小さい時に住んでいた公爵家に、また帰って来れた。
叔父さんは、あの時の事故の後遺症で子供が望めない。
それは知らされていなかった奥方にとっては、耐えられない事だったらしい。
自分の産んだ子供以外を跡取りとして育てることを拒否し、公爵家から去っていった。
お祖父様やおばあ様の話では、記憶を無くした叔父さんに嘘をついてまで叔父さんの側にいたのに、嘘から始まったのは長く続かないと言うことかと、そうお祖父様は言っていた。

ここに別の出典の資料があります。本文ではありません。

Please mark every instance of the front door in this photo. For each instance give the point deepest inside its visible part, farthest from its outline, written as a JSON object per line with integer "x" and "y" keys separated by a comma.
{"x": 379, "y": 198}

僕が公爵家に来て、好きな薬学を学べていることは、感謝しかない。
大学から頼まれてヒズロク島へ行って、まさかその国の王女から好かれるとは思わなく、危うく監禁され帰れないところだった。
だが僕の生い立ちを話したら直ぐに出国させてくれた。
平民出身みたいなものだから、婿には良くないと思ったんだろう。
僕の両親は貴族であり、あんな惨劇がなければ僕は両親と幸せに暮らしていたんだと思う。

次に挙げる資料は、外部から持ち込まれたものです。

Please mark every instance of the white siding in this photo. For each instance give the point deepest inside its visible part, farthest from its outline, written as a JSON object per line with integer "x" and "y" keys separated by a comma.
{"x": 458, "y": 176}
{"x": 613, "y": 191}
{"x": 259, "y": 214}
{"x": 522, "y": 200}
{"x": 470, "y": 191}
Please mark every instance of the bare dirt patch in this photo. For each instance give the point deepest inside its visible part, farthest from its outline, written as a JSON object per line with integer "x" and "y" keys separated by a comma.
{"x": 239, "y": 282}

お祖父様に聞いた時は、まだ小さかったせいかショックで寝込んでしまったほどだ。
【回想】
僕がまだ産まれる前
僕の父親の家が、酷い企みにより没落した
お祖父様が当主の時、夜会であった男爵に騙されたのだ。
掘れば小さいながら宝石が出てくると、宝石を見せられ、信じてしまった。
鉱山を購入し、機械を入れ職人を雇い掘ってみても何も出てこない。 出てくるのは廃棄された物ばかり。
いざ男爵に駆け寄っても、膨らんだ借金の返済を言われるばかり。
どんどん膨らむ借金を細々返してはいても、一向に減るものではない。
そんな中、男爵の娘が勝手に邸に引っ越してきて住み着いた。
その女が酷い女で、メイドを叩くは物は投げ壊すわわ、酷い扱いをされ、辞めていく者が増えた。

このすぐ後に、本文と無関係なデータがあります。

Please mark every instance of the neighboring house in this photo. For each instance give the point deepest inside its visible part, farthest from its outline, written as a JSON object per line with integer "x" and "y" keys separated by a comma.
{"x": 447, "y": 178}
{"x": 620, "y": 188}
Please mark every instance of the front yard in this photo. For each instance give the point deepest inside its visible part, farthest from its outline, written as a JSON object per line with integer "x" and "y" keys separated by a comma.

お祖父様は出ていってくれと言っても「そんなこと言っても良いの?借金を返せないくせに!私はあんた達の監視役よ!」
そう言われてしまえば強く何も言えない。
どんどん要求が酷くなる。
その男爵の娘は男にも緩い女だった。
従者で顔の良い者を部屋に引き入れ、性の捌け口にし始めた。
そんな中、当主のお祖父様をも目につけた。
若い時から令嬢に騒がれたようなお祖父様だ。
40代になっても、顔立ちは綺麗なまま。
お祖父様に目をつけ、自分の部屋に来るように要求し、とうとうお祖父様まで性の捌け口にされてしまった。それも、当主の妻がいる隣の部屋で自分を抱けと言う始末。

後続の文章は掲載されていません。